We trained our model using an 80/20 train-test split. The baseline results were:

Mean Absolute Error: 720.22 minutes
Mean Squared Error: 985,250.22 sq. minutes

Although the baseline model’s absolute error is high with an average nearly 12 hours, this is expected due to the high variance and skew in outage durations, given our histogram from earlier. Some outages last only minutes, while others extend over multiple days.

Final Model

For our final model, we aimed to improve on our baseline linear regression by introducing new engineered features, applying more appropriate scaling methods to certain features, and experimenting with more flexible models that could capture non-linear relationships in the data.

Engineered Features and Transformations

URBAN_DENSITY_RATIO - Calculated as the percent of population living in urban areas divided by the percent of land that is urban, or the ratio between POPPCT_URBAN and AREAPCT_URBAN. This feature captures the population in cities relative to their land use, and could affect infrastructure resilience, and in turn outage duration. We applied tailored preprocessing techniques to specific features:

StandardScaler

We used a StandardScaler on

UTIL.CONTRI: Utility sector’s contribution to the state GDP

This column is already on a percentage scale, but it has low variance with a lot of the utility sector’s contribution to the GDP being between 1% and 3%. Standardization ensures that it is on the same scale as other inputs, particularly helpful for regularized models like Lasso.

QuantileTransformer

We applied a QuantileTransformer with a normal output distributionto:

TOTAL.PRICE_IMPUTED
URBAN_DENSITY_RATIO

We chose these variables as they had highly skewed distributions. The quantile transformer helps smooth extreme values and reshapes the data into a standard normal distribution, which makes learning more stable.

Modeling approach

We trained and evaluated two advanced models: Lasso Regression and Random Forest Regression.

Lasso Regression

We used GridSearchCV to find the best alpha for lasso regression.

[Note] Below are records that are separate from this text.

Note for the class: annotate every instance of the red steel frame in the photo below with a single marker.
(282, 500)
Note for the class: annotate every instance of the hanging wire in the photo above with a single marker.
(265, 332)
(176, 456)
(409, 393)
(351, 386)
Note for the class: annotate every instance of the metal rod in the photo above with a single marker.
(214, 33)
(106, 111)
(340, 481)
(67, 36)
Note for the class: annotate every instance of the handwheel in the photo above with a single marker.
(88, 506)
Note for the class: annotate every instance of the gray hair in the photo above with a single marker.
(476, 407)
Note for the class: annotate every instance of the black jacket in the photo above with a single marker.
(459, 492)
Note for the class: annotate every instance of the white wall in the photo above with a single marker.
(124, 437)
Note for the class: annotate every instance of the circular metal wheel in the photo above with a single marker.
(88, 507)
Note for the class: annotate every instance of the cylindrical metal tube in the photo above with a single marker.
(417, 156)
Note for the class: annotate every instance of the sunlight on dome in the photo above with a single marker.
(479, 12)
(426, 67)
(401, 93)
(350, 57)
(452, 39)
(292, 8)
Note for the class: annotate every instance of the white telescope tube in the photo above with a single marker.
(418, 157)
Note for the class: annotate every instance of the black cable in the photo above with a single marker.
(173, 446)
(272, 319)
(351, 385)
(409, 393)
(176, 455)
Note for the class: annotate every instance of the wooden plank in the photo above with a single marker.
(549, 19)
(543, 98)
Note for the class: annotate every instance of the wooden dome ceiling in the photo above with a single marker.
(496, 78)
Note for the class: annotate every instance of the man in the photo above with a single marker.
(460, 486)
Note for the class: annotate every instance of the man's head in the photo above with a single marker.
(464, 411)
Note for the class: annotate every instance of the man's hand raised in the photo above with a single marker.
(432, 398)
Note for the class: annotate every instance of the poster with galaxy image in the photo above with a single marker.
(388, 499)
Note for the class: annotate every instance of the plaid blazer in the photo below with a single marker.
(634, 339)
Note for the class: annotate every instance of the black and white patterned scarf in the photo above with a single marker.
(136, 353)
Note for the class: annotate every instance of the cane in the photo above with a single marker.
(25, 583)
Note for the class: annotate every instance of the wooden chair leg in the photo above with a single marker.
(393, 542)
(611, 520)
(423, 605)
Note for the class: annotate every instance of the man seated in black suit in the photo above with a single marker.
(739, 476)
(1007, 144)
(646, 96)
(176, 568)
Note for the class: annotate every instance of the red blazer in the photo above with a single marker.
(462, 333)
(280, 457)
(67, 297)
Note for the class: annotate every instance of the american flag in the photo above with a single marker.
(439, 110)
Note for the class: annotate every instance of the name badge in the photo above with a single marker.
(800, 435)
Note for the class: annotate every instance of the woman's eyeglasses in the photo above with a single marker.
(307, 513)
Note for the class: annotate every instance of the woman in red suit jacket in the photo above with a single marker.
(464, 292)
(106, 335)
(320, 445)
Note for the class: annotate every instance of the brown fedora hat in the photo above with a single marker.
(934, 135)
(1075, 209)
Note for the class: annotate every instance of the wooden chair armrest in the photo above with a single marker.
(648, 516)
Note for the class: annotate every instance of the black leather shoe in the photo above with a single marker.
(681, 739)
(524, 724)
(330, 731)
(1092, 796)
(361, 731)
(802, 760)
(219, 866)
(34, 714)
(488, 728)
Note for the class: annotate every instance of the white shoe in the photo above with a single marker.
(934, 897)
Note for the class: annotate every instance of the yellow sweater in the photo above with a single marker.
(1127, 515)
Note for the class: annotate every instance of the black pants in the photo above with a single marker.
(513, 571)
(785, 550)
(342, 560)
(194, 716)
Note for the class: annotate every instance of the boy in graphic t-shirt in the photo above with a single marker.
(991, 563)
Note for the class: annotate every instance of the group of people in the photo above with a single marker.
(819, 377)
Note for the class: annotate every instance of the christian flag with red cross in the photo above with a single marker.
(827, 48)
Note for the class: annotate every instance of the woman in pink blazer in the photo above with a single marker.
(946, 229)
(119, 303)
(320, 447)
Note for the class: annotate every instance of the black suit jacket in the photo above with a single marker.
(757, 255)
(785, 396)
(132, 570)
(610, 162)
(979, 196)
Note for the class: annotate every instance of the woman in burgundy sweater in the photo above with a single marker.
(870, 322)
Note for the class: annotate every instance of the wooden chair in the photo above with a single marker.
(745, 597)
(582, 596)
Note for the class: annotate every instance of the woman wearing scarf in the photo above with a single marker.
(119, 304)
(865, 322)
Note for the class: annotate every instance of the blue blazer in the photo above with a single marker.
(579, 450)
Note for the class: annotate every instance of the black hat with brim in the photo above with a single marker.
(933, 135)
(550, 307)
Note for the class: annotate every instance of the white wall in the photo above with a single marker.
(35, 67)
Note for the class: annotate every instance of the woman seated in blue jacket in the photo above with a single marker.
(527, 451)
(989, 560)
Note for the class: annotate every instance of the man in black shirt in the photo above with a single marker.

Hyperparameter tuning: GridSearchCV over 10 values of alpha (log-spaced)
Best alpha: 2.15
Performance:
- MAE: 708.42 mins
- MSE: 973,790.75 sq. mins

Top Weighted Features for Lasso

Feature	Coefficient
U.S._STATE_Michigan	1107.60
CAUSE.CATEGORY_severe weather	1074.04
CAUSE.CATEGORY_fuel supply emergency	814.37
U.S._STATE_Minnesota	725.66
U.S._STATE_Pennsylvania	650.61

Lasso helped us identify the most important predictors by assigning zero weight to less relevant features, however it struggled with non-linear relationships with features, and we felt that was more important for prediction as multiple factors combined for outage duration, rather than one feature having a strict importance over the other.

Random Forest Regressor

GridSearchCV was used to tune max_depth, min_samples_split, and n_estimators.

Hyperparameter tuning: GridSearchCV with
- max_depth: [10, 20, None]
- n_estimators: [100, 200]
Best parameters:
- max_depth=10, min_samples_split=2, n_estimators=200
Performance:
- MAE: 652.68 mins
- MSE: 922,291.54 sq. mins

5 Most Important Features for Random Forest:

Feature	Importance
CAUSE.CATEGORY_severe weather	0.301
CUSTOMERS.AFFECTED_MED_IMPUTED	0.154
TOTAL.PRICE_IMPUTED	0.099
UTIL.CONTRI	0.096
PC.REALGSP.STATE	0.068

Comparison with Baseline Model

Model	MAE (mins)	MSE (sq. mins)
Baseline (Linear)	720.22	985,250.22
Lasso Regression	708.42	973,790.75
Random Forest	652.68	922,291.54

The Random Forest model did better than both Lasso and the Baseline model on MAE and MSE, which we prioritized as evaluation metrics since they one more intuitively measured the average prediction error in minutes and the other was robust to outliers.

The Random Forest model also captures nonlinear relationships and interactions between features, which was not possible with the Baseline linear model or Lasso. With our multitude of inpt features, this was the ideal choice for the final model. This,combined with its strong MAE performance and better interpretability with feature importance scores, made Random Forest the best candidate for our final model.